SSCC Windows and Linux networks serve almost 25 terabytes of disk space for home directories, project directories, temporary space, and data distribution. The purpose of this document is to describe how the integrity of these data is safeguarded.

Goals of Backups

Files on the Windows and Linux systems, including members' files in permanent network storage space, are regularly backed up by SSCC staff so that they can be available in case of disastrous disk failures.

On Windows, home directories (mapped as the U: drive) and any project directories (mapped as the X: drive) are considered permanent storage space and are backed up by SSCC staff.

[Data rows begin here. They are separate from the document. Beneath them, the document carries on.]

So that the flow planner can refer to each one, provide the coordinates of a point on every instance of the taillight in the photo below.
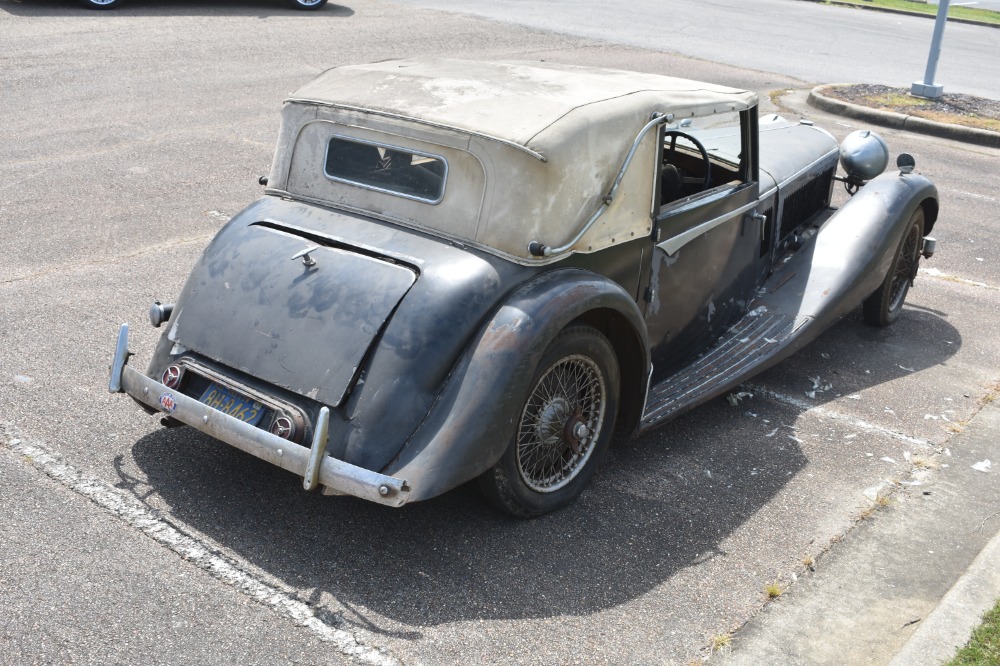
(171, 377)
(282, 427)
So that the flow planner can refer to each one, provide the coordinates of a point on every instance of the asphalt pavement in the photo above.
(131, 136)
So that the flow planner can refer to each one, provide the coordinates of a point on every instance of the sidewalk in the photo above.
(908, 585)
(905, 587)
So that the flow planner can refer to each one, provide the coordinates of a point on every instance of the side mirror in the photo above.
(905, 163)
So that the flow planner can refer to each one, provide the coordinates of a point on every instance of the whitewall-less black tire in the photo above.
(563, 429)
(885, 305)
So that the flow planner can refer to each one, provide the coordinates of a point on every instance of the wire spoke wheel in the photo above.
(559, 423)
(905, 267)
(563, 426)
(886, 303)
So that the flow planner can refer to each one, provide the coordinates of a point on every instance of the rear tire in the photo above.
(564, 427)
(885, 305)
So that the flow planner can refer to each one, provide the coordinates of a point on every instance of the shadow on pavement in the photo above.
(164, 8)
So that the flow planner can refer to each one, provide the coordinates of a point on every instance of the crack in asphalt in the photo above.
(194, 550)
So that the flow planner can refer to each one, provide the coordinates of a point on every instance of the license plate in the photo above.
(232, 403)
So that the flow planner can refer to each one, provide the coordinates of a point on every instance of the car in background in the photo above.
(111, 4)
(484, 270)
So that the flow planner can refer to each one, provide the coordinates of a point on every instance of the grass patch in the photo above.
(983, 649)
(950, 108)
(721, 642)
(970, 13)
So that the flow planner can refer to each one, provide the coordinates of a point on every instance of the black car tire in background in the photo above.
(101, 4)
(564, 427)
(886, 303)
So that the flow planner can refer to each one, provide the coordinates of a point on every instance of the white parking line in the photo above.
(202, 555)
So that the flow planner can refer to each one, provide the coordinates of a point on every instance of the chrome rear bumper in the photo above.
(311, 463)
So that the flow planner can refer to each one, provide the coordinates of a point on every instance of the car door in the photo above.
(706, 258)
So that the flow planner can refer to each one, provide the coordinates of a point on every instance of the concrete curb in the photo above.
(890, 10)
(980, 137)
(951, 623)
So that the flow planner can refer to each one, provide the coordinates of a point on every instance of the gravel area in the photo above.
(949, 108)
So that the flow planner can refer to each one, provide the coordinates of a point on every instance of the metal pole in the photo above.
(928, 88)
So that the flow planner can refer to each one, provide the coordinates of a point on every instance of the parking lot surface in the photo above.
(130, 137)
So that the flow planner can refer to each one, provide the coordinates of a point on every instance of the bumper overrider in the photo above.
(311, 463)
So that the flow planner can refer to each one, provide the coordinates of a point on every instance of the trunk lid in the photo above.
(306, 328)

SSCC staff are not responsible for backing up any files stored locally on members' PC hard drives, files stored locally on the Winstats, or files stored in the temp30days Y: drive on the terminal servers.

On Linux, /home and /project directories are considered permanent storage space and are backed up by SSCC staff. /temp30days and /tmp are considered temporary storage and are not backed up.

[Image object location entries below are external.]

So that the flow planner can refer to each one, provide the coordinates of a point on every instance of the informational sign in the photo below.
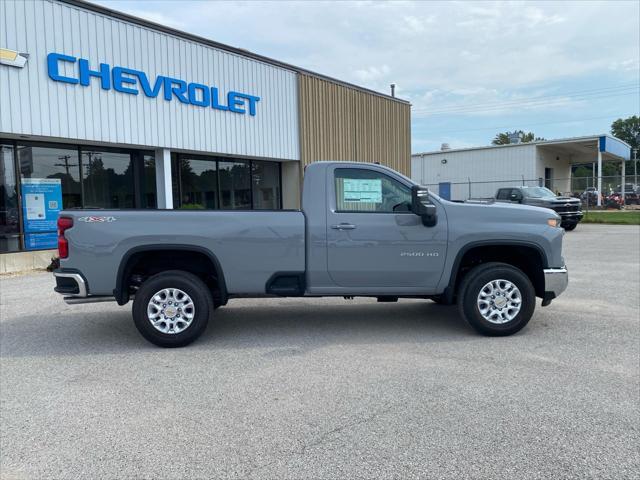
(41, 204)
(362, 190)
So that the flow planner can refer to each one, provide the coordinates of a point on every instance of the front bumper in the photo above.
(556, 281)
(571, 216)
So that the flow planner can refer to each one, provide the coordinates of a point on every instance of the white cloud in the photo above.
(438, 53)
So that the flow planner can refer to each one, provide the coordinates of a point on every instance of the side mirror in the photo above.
(421, 206)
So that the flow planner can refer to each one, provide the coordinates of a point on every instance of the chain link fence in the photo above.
(578, 187)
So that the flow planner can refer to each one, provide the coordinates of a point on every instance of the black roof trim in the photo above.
(221, 46)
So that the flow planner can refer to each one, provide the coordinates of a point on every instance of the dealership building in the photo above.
(100, 109)
(477, 172)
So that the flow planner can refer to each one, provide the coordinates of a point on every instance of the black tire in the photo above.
(189, 284)
(473, 283)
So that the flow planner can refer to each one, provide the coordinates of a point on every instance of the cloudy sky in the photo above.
(470, 69)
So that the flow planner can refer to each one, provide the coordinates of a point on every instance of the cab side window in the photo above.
(503, 194)
(363, 190)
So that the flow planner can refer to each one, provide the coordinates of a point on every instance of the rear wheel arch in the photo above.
(134, 255)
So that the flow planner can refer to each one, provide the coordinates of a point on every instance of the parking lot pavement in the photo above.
(328, 388)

Email and SSCC-hosted web sites are also backed up, using the Linux backup system.

Excluding Restricted-Use Data from Backup

SSCC members sometimes acquire data that contains confidential information and are required by the data distributor to agree to specific practices in the handling of these data. Sometimes this includes a restriction that the data may not be backed up. If members have data of this type, they need to notify SSCC's helpdesk if they do not want these data included in SSCC's backup.

Note that all SSCC staff are required to sign and abide by a privacy standards agreement written by the SSCC Steering Committee.

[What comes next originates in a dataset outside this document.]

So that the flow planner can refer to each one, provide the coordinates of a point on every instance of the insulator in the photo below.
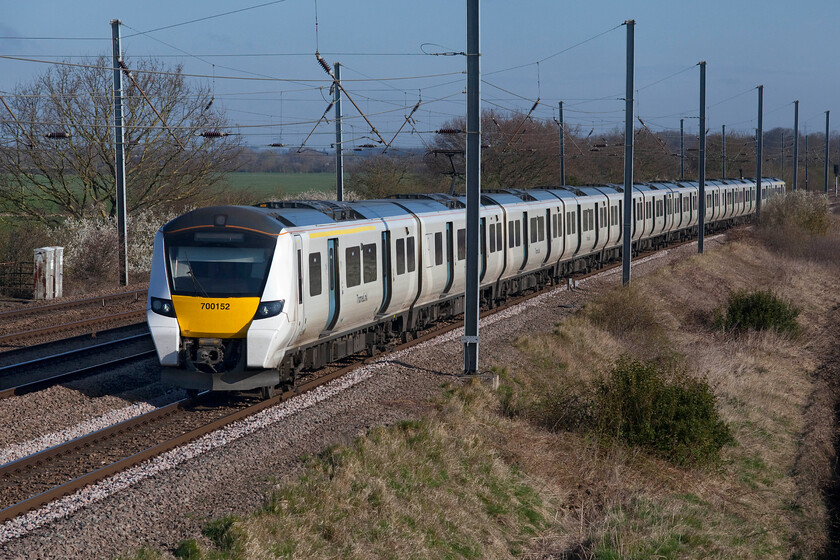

SSCC's Backup Strategy on Windows

In 2013 SSCC moved to a newer backup technology called snapshotting for its Windows system. Snapshotting is the state of a system at a particular point in time. Snapshots of the permanent storage on Windows (see above) are taken five times a day. These five snapshots are kept on disk for one week, after which they are rolled up into a daily snapshot and kept on disk for two months. Daily snapshots are then rolled up into weekly snapshots and are kept for the remaining ten months. As a result, SSCC has one year of backups.

All of the Windows backups are stored in one of two locations: SSCC's Computer Room in 4411 Social Science and a replication site in the computer room of the Education Building on Bascom Hill of the UW-Madison campus.

Under a worst case scenario in which all Windows data had to be restored from the off-site replication site, recovered data would at most be six hours old.

SSCC's Backup Strategy on Linux

The newer technology of snapshotting is not yet robust enough to use on SSCC's Linux system. We still rely on tapes for backup, but continue to evaluate snapshotting software.

A full backup is done every two weeks with nightly incrementals between each full backup. During a full backup, every file in permanent storage space is copied to disk and then off-loaded to magnetic tape. During an incremental backup, any file in permanent storage space that has changed since the last incremental is copied to disk and then off-loaded to magnetic tape.

All biweekly full backups and nightly incrementals except email are stored for one year in one of two locations: SSCC's Computer Room in 4411 Social Science and DataKeep, Inc. at 2538 Daniels Street, Madison, WI. Backup copies of email are stored for one month on disk only in SSCC's Computer Room.

Under a worst case scenario in which all Linux data had to be restored from the off-site storage facility, recovered data would at most be four weeks old.